1) The aircraft was dispatched on a flight from Krasnoyarsk to Kyzyl outside of the schedule. The airports of Abakan and Kyzyl were not notified in time about this flight, its reception, servicing, and the aircraft involved.
- All four deceased crew members had never flown the Abakan-Kyzyl route before, even as operational passengers.
- The aircraft was dispatched from Abakan to Kyzyl and back according to a weather forecast that was below the established minimum.
- Premature termination of communication with the aircraft on the command radio station and failure to use it for flight management within hearing range.
2) Violation by Commander Puzyryov of §§ 84 and 256 NPP-47, resulting in the aircraft, flying in snowfall, potentially icing up (including carburetor icing) and crashing into a mountain during a forced descent with limited visibility. It was also considered that a landslide of rock and snow might have occurred.
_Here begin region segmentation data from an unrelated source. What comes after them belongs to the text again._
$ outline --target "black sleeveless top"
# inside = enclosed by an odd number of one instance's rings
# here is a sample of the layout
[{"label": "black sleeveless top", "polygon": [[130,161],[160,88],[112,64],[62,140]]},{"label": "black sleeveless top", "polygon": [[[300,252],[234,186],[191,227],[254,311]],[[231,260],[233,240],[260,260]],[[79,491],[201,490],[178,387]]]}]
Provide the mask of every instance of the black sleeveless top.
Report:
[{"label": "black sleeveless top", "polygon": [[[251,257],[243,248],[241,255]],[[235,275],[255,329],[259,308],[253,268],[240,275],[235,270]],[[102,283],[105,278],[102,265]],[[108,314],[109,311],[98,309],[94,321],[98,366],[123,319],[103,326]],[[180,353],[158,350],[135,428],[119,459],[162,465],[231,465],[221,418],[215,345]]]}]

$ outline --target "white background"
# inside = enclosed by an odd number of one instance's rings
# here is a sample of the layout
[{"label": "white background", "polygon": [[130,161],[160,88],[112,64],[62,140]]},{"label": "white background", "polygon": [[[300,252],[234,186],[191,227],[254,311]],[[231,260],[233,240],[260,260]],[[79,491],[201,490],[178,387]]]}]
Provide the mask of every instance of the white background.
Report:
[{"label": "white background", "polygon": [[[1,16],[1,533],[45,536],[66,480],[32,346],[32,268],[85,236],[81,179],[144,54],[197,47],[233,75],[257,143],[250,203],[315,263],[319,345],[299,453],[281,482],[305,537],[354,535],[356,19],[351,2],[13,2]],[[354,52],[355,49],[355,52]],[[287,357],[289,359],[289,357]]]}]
3) Poor meteorological support for the flight was identified due to the following reasons:
- The weather forecast prepared by the Kyzyl AMSG did not predict wet snow, visibility up to 1 kilometer, and the covering of the Aradan Ridge by clouds.
- A storm warning from the Olenya Rechka meteorological station was transmitted to the Kyzyl airport's ADS only 39 minutes after it was received via telegraph, preventing the aircraft from returning to the airport.
- Lack of direct telephone communication between AMSG and the telegraph and poor interaction between the GMB and AMSG of Kyzyl.

== Findings in 2009 and 2019 ==
In August 2009, blogger Sergey Shishkin and his group filmed the wreckage of an An-2. The video shows landing gear struts, the engine, and parts of the fuselage. The video was uploaded to YouTube on 31 March 2016, titled “Aradan 2009. 10th day.” Shishkin was not able to identify the aircraft.

On 9 June 2019, a helicopter piloted by Alexey Kantsedalov rediscovered the wreckage at an altitude of 1,850 meters (200 meters from the landing site). Kantsedalov saw the remains of the aircraft and, recognizing the first digits of the registration number, confirmed that it was indeed CCCP-A2597:

Found the engine number, found the aircraft number. I mapped out a route for myself because I didn't know the exact spot. Yes, the Aviators' Pass, but it's just marked on the map. There are no coordinates, nothing. We flew with my son. We had a flight to Abakan, made a detour to Ergaki. We flew and found this place. We landed there, and by the engine number and the first two digits of the registration number, we were able to identify that it was indeed that aircraft. And then we started looking for the relatives.